## CS494 Lecture Notes - A-Star

• James S. Plank
• Directory: /home/plank/cs494/Notes/A-Star
• Original notes: February, 2015
• Most recent revision: Mon Jan 25 11:03:21 EST 2016

A-Star (yes, you can write it A*, but I prefer to write it out. I'm old) is a shortest path algorithm which tweaks Dijkstra's shortest path algorithm to get some drastic performance gains. There are some great resources for A-Star on the web, and I urge you to read one of them (especially the first one).
• Amit Patel's series of pages on A-Star are here. They are wonderful.
• Mr. Patel has written another set of pages here.
• Of course, there's Wikipedia.
The problem is as follows: You want to find the shortest path from node Start to node End in a directed, weighted graph. The idea behind A-Star is simple and elegant, and it is most easily explained with respect to Dijkstra's algorithm. With Dijkstra, you maintain a set of closed nodes: these are the nodes for which you already know the shortest paths from Start. You also maintain a multimap of open nodes ordered by their shortest known distance from Start. At each step, you are assured that the first node in the multimap, let's call it n, is one that you can remove from the open set and add to the closed set. At the same time, you look at each edge from n, and see if you can add or update any nodes in the open set, as a result of taking a path through n to these nodes. You continue in this manner until End is in the closed set. Then you're done.

With A-Star, you assign an extra value to each node. This is the estimated distance from that node to End. We will call it H(n) for each node n. To make the algorithm work, this distance must be less than or equal to the node's actual distance to End. Now, when you add a node to the multimap from Dijkstra's algorithm, instead of adding it based on the distance from Start, you add it based on the distance from Start, plus the estimate of the distance to End. You'll note that when you consider the first node on the multimap, you actually know shortest distance to that node, which allows you to move it from the open set to the closed set. You are guaranteed of this by the fact that your estimates are always on the low side.

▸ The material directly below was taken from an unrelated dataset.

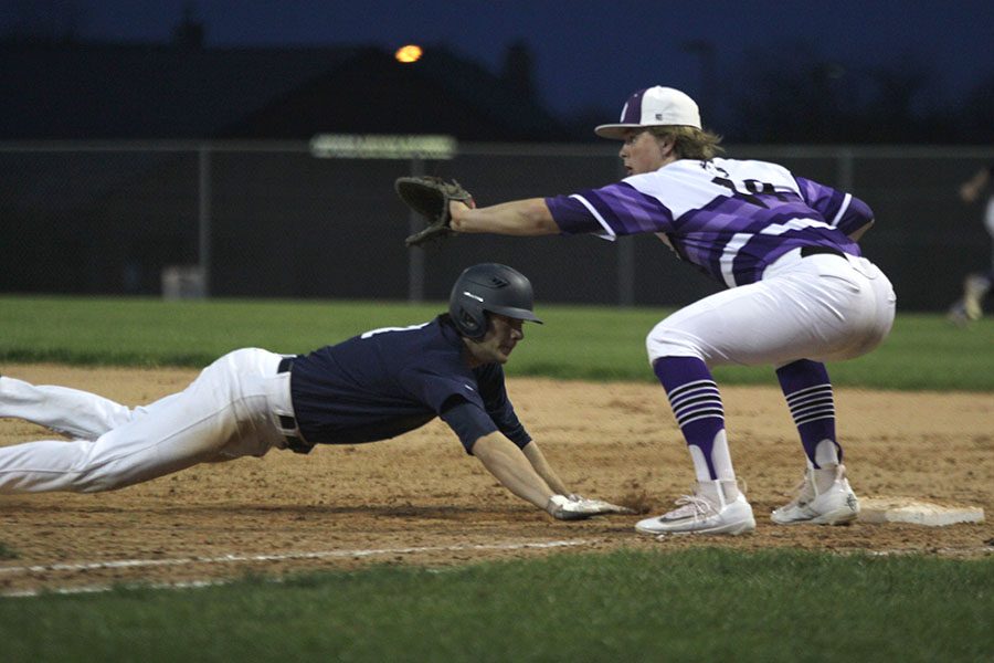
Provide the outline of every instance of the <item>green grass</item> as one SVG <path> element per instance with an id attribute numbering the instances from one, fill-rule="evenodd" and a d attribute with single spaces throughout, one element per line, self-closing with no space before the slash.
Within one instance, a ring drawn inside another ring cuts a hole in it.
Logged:
<path id="1" fill-rule="evenodd" d="M 988 661 L 994 559 L 622 550 L 0 601 L 20 661 Z"/>
<path id="2" fill-rule="evenodd" d="M 0 297 L 0 361 L 205 366 L 239 347 L 304 352 L 381 326 L 410 325 L 441 303 Z M 662 308 L 539 306 L 508 372 L 557 379 L 655 379 L 645 335 Z M 874 352 L 832 364 L 840 386 L 905 390 L 994 390 L 994 320 L 966 329 L 941 315 L 899 315 Z M 775 385 L 769 367 L 720 367 L 722 383 Z"/>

What A-Star does to Dijkstra's algorithm is give preference on the multimap to nodes that are likely to belong on the shortest path from Start to End. The cool thing is that when End is the first node in the multimap, you are assured that you have found the shortest path to it. That's because all of the remaining nodes on the multimap have (distance from Start to node plus estimate of node to End) values that are greater than the path already discovered to End.

Let's take a really simple example:

The edges are weighted by their Euclidean distances, and I have labeled each node's H value to be its Euclidean distance to End. It should be clear that the actual path length from any node to End will have to be greater than or equal to its H value. In this example, only Start's path length is greater than its H value. The rest are equal.

When you run Dijkstra's algorithm on this graph, you go through the following steps:

• Add Start to the closed set. Nodes A and B are added to the multimap, with distances of 1.4 and 3 respectively.
• Node A is at the beginning of the multimap, so you remove it and add it to the closed set. You add End to the multimap with a distance of 5.4.
• Node B is at the beginning of the multimap, so you remove it and add it to the closed set. The path to End has been improved to 4, so you replace End in the multimap to have a distance of 4.
• Finally End is at the beginning of the multimap, so you know its distance is 4. The end.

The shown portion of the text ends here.